I'm not certain this is what Achebe is saying, but even if he is, I feel that the questions Franklin poses speak to a very different anxiety about the place of postcolonial works in our cultural landscape.
What Franklin seems to be concerned with is not Achebe's (putative) insistence that the imaginative geography of African literature be strictly bounded and concrete. Rather, she is nearly explicit about a peculiar exasperation that is usually more tactfully or more subtly expressed/repressed: just who is Achebe to tell white/Western audiences how we can read a subaltern literature?
I have riffed on this idea a bit in previous posts about Jhumpa Lahiri and Junot Díaz—the idea of a new genteel tradition in American culture comprising mostly immigrant narratives and some postcolonial works which have sold fairly well, garnered prizes fairly regularly, and are often prescribed as a form of racial nutrition—the idea being that white audiences have certain literary deficiencies which can be filled by frequent doses of Latin American magical realism or novels written by a Real African Writer.
While I agree that white audiences are indeed severely deficient in terms of their awareness of world literature, novels are not vitamins, and neither are writers. Jhumpa Lahiri is not a form of literary arugula to be read to make up for our guilty binging on Dan Brown and Janet Evanovich, to fortify ourselves with a few minerals our typical diet lacks.

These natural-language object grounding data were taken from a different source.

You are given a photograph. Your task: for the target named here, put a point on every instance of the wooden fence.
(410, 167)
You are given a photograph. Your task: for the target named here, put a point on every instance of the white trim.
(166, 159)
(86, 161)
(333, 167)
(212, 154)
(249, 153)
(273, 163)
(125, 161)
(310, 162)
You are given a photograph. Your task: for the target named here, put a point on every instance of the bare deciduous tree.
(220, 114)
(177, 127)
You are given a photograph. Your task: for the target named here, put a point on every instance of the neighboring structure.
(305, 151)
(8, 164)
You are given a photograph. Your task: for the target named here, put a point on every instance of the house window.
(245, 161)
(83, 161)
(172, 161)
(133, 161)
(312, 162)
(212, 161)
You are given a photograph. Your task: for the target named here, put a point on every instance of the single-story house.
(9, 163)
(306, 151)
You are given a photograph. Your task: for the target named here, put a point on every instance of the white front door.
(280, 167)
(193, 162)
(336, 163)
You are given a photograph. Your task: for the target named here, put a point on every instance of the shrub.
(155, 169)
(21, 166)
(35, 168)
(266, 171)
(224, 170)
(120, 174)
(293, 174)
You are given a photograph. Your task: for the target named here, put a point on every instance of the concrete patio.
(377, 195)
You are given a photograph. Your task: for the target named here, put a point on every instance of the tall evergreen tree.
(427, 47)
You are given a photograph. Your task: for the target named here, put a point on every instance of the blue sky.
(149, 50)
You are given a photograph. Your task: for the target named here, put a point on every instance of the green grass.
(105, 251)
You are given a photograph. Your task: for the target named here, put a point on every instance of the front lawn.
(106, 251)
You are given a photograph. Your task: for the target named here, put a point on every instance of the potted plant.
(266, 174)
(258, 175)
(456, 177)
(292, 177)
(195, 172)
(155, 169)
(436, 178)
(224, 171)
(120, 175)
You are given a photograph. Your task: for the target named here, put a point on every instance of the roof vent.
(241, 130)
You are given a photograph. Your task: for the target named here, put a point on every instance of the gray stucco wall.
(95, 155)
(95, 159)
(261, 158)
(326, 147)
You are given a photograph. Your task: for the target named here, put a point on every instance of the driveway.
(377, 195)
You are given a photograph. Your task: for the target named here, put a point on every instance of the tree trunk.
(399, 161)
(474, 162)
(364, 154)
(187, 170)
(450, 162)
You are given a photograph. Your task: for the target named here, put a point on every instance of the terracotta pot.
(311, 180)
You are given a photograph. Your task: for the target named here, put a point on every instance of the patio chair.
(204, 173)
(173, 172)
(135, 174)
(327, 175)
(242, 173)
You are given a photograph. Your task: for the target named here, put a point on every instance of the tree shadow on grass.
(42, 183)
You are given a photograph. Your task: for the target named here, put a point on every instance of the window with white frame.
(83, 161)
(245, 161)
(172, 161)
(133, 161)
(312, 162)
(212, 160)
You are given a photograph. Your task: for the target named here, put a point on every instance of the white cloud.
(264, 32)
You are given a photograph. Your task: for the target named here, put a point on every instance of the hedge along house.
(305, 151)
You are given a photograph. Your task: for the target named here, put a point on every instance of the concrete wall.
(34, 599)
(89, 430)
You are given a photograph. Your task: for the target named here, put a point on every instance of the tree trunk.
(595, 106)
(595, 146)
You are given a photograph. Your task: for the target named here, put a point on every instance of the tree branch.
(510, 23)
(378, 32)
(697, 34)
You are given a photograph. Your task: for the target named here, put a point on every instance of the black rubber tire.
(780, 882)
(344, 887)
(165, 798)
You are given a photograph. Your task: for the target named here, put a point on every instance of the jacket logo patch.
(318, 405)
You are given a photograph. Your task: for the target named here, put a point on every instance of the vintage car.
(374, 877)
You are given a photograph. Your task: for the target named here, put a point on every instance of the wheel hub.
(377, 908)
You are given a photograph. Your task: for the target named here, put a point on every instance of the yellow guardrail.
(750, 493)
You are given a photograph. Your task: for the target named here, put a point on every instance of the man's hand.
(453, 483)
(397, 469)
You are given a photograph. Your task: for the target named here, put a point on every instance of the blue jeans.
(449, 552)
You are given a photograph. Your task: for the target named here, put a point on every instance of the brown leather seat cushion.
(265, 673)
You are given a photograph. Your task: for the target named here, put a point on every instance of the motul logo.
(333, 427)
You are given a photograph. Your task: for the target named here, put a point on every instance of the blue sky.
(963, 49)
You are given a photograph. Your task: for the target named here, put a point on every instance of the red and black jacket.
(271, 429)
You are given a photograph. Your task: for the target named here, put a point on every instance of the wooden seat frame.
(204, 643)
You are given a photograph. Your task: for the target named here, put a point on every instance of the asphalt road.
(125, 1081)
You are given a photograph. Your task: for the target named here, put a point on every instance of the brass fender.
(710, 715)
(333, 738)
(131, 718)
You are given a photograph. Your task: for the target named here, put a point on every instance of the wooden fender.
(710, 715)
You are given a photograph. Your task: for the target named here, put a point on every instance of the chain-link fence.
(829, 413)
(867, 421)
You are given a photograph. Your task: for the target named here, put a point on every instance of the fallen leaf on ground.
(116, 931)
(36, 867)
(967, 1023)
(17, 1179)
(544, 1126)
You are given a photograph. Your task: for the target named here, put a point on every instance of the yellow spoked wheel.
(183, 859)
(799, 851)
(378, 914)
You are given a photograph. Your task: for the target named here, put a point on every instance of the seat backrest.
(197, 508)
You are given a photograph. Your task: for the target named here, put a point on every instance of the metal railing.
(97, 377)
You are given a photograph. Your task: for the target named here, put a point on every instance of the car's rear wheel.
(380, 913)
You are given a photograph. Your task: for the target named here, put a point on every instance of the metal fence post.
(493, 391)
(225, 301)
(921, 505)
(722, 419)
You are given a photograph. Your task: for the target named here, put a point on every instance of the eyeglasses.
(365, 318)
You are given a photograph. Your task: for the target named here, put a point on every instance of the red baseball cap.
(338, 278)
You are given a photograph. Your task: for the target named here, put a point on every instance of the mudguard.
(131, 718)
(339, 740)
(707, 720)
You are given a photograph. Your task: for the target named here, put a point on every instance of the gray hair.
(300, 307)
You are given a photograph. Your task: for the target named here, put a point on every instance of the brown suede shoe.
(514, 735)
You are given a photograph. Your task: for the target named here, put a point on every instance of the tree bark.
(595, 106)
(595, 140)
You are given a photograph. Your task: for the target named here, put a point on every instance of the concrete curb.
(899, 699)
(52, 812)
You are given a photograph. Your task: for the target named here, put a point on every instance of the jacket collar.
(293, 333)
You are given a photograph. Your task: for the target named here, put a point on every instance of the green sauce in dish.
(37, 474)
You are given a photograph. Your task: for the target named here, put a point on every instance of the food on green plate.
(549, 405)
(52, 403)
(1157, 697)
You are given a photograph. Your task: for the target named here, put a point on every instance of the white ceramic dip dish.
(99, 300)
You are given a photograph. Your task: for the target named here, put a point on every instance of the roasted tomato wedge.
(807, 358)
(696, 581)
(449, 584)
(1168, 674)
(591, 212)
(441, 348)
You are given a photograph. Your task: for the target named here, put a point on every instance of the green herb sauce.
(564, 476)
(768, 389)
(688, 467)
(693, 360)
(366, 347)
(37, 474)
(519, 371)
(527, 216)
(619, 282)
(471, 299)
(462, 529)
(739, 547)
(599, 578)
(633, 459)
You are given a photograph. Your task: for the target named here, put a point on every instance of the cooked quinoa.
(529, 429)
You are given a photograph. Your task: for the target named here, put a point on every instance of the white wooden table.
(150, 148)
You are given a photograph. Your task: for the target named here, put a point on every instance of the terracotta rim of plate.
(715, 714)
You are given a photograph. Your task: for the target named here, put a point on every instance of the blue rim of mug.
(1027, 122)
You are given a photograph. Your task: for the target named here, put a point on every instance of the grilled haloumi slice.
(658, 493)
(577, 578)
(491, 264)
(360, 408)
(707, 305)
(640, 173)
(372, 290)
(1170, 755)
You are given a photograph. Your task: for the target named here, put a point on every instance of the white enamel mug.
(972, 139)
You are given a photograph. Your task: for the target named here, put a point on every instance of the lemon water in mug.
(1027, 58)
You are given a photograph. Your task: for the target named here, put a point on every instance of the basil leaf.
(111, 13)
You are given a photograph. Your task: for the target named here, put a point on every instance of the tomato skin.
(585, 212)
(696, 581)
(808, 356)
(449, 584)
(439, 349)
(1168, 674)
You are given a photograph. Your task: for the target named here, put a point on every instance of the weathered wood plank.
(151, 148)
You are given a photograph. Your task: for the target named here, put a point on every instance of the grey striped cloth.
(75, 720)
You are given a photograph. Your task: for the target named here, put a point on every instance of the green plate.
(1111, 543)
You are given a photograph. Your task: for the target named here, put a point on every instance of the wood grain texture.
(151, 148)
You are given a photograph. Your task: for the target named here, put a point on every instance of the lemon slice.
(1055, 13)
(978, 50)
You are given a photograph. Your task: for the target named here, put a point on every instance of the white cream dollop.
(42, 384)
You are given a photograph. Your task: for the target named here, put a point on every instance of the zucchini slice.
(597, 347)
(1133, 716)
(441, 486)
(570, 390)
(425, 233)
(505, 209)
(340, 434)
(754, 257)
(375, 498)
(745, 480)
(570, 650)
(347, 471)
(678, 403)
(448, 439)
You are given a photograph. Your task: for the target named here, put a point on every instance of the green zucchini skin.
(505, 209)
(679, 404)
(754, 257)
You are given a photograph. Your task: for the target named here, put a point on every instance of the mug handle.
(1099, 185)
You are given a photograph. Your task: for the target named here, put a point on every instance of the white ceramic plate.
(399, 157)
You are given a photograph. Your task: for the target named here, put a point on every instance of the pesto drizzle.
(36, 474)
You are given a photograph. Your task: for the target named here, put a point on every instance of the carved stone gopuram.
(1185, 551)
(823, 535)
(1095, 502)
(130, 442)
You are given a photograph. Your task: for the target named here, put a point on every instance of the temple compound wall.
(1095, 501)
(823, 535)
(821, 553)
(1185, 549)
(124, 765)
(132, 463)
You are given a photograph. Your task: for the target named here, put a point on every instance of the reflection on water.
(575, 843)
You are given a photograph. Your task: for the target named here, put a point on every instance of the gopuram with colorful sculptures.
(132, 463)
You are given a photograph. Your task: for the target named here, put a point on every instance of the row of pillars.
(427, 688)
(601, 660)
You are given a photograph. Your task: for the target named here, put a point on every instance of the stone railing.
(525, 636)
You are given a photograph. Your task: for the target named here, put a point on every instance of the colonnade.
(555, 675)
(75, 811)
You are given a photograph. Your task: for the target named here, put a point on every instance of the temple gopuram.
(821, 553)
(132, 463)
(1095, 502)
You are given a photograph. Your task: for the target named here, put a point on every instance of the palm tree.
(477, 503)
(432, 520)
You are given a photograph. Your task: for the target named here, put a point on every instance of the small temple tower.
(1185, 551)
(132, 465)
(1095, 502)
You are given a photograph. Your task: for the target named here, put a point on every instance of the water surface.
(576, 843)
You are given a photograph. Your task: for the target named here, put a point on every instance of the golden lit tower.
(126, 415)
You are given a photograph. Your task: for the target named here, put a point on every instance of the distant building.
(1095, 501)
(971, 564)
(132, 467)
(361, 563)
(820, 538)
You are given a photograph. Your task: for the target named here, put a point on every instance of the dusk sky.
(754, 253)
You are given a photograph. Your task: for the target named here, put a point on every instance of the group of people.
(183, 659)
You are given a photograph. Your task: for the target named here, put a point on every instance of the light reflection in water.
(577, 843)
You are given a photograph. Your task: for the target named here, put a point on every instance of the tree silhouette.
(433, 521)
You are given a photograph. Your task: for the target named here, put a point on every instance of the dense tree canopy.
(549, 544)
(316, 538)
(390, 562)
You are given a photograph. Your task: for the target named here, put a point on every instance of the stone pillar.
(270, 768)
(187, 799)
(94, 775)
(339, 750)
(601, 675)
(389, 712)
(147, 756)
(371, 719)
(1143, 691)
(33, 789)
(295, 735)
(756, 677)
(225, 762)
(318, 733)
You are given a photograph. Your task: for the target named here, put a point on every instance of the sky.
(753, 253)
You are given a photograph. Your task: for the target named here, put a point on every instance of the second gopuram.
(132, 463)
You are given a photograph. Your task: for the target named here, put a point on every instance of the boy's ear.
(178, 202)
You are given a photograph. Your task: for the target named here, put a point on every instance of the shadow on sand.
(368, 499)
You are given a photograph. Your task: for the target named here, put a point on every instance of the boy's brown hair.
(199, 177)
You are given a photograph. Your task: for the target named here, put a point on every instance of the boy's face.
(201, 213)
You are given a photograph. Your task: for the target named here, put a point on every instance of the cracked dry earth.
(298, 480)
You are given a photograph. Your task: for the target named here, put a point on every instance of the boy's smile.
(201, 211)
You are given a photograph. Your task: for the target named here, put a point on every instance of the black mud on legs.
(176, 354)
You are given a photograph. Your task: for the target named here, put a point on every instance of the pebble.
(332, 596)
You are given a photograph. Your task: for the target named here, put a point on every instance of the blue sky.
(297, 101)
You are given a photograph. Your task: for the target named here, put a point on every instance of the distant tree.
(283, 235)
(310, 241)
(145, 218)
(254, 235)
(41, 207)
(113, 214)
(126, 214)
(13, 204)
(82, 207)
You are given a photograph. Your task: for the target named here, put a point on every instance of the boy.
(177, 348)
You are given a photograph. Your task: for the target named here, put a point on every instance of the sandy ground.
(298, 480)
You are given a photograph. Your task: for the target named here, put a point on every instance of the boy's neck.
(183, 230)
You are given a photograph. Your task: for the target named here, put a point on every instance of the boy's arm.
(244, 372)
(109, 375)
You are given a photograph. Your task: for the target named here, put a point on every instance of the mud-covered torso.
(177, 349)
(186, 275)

I suppose this nutrition-themed form of consumption is a small step up from what it was previously—prurient tourism—but not by much.
Reading Achebe's novel, I mostly was caught up by the influence of an idea presented in the paperback's back-cover promotional copy. It stated that Achebe's novel has often been compared to ancient Greek tragedy. I suppose this is an interesting and somewhat apt comparison—it at least provides a fruitful background for consideration of how we exoticize certain writers (like Achebe) while others (like Sophocles or Euripides) we have somehow gotten used to, shocking though they may be, and even find in their narratives the roots of many modern phenomena.
Let me be more specific. I would wager that most people reading Things Fall Apart are disturbed in a different way by Okonkwo killing his adopted son than they are disturbed by Oedipus's marriage to his mother, or by Medea's murdering her children. We find the former disturbing in a way that distances us from the action—we feel that it is part of a culture that is very different from our own—and read the latter in a way that dissociates its explicit action from a greater artistic truth—i.e. we allegorize it. The meaning of Oedipus's marriage to his mother goes beyond some form of sociological truth or proposition about ancient Theban society and renders an insight into human nature which some(/many) argue is still valid today. We feel that Sophocles articulates something about human nature or the human mind; does someone reading about a pre-colonial Igbo man hacking his son in two with a machete feel the same thing?
Because this is a question of feelings—we find ourselves reacting on an emotional level in different ways when we read something we are told is part of another culture. When we read Sophocles in school, the focus is not on the Greeks as a wholly other culture, but on their contributions to our culture, to Western culture.
This emotional differentiation is, I think, primary, and must be considered before the explicitly ideological questions which Franklin raises. I am not sure how to address it, though—pedagogically or personally.